3.a) What is Machine Learning? Explain the linear regression algorithm.
Answer:
Machine learning algorithms that are the basis of artificial intelligence (AI) such as image recognition, speech recognition, recommendation systems, ranking and personalization of content— often the basis of data products—are not usually part of a core statistics curriculum or department.
Linear regression
- Linear regression is a common statistical method used to show the mathematical relationship between two variables.
- It assumes a linear connection between an outcome variable (also called the response variable, dependent variable, or label, like sales) and a predictor variable (also called an independent variable, explanatory variable, or feature, like advertising spend). Essentially, it helps us understand how changes in one variable can predict changes in another.
- Sometimes, it makes sense that changes in one variable correlate linearly with changes in another variable. For example, it makes sense that the more umbrellas you sell, the more money you make.
Example 1:
- Suppose you run a social networking site that charges a monthly subscription fee of $25, and that this is your only source of revenue. Each month you collect data and count your number of users and total revenue.
- You’ve done this daily over the course of two years, recording it all in a spreadsheet. You could express this data as a series of points.
Here are the first four:
S= {(x, y) = (1,25) , (10,250) , (100,2500) , (200,5000)}
From the given data it is observed that y=25x, which shows that,
- There’s a linear pattern.
- The coefficient relating x and y is 25.
- It seems deterministic.
Figure: An observed linear pattern
Example 2:
The dataset, keyed by user, contains weekly behavior data for hundreds of thousands of users on a social networking site, with columns like total_num_friends, total_new_friends_this_week, num_visits, time_spent, number_apps_downloaded, number_ads_shown, gender, and age. During exploratory data analysis (EDA), a random sample of 100 users was used to plot pairs of variables, such as total_new_friends vs. time_spent. The business goal is to forecast the number of users to promise advertisers, but the current focus is on building intuition and understanding the dataset.

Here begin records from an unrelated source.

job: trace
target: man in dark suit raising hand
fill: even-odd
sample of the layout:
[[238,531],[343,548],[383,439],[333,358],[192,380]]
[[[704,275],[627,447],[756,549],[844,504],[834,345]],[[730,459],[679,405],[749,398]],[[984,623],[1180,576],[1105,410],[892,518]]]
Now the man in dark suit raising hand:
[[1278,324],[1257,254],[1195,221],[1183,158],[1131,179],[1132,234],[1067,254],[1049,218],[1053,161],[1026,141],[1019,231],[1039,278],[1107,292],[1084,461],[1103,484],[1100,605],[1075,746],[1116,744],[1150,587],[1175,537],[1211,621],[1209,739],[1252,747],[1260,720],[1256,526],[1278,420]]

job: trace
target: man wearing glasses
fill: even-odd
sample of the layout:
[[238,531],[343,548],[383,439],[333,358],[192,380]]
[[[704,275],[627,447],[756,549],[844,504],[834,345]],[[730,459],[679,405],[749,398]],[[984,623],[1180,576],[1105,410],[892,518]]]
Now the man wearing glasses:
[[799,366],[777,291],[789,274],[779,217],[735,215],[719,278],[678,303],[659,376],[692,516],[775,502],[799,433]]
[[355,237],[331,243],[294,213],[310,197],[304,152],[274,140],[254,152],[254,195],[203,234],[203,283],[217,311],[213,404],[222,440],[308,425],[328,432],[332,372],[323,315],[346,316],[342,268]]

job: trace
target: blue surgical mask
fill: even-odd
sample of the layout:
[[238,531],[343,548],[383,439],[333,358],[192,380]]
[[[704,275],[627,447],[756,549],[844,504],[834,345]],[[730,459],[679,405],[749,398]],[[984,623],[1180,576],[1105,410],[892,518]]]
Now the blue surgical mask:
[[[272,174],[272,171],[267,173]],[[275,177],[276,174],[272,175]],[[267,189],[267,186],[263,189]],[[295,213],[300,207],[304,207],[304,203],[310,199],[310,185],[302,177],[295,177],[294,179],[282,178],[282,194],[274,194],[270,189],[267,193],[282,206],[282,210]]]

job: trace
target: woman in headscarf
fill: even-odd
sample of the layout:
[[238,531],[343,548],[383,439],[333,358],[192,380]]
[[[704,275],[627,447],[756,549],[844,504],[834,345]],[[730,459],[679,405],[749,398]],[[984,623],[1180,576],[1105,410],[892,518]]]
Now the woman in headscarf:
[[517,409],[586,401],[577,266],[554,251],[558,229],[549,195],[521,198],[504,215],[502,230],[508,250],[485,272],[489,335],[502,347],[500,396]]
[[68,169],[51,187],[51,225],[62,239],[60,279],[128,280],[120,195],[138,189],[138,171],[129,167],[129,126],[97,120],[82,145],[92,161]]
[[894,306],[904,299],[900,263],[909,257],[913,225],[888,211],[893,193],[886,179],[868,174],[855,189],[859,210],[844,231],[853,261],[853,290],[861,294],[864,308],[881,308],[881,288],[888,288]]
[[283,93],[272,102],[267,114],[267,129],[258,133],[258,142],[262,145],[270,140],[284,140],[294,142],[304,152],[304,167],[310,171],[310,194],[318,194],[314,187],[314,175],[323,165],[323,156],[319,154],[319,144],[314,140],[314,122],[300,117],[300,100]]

The first few rows are listed below :
- When plotted the graph looks like below,
Figure: Dataset Plotted
- There seems to be a linear relationship between the number of new friends and the time spent on the social networking site, suggesting that more new friends lead to more time spent on the site.
- This relationship can be described using statistical methods like correlation and linear regression. Although there is an association between these variables, it is not perfectly deterministic, indicating that other factors also influence the time users spend on the site.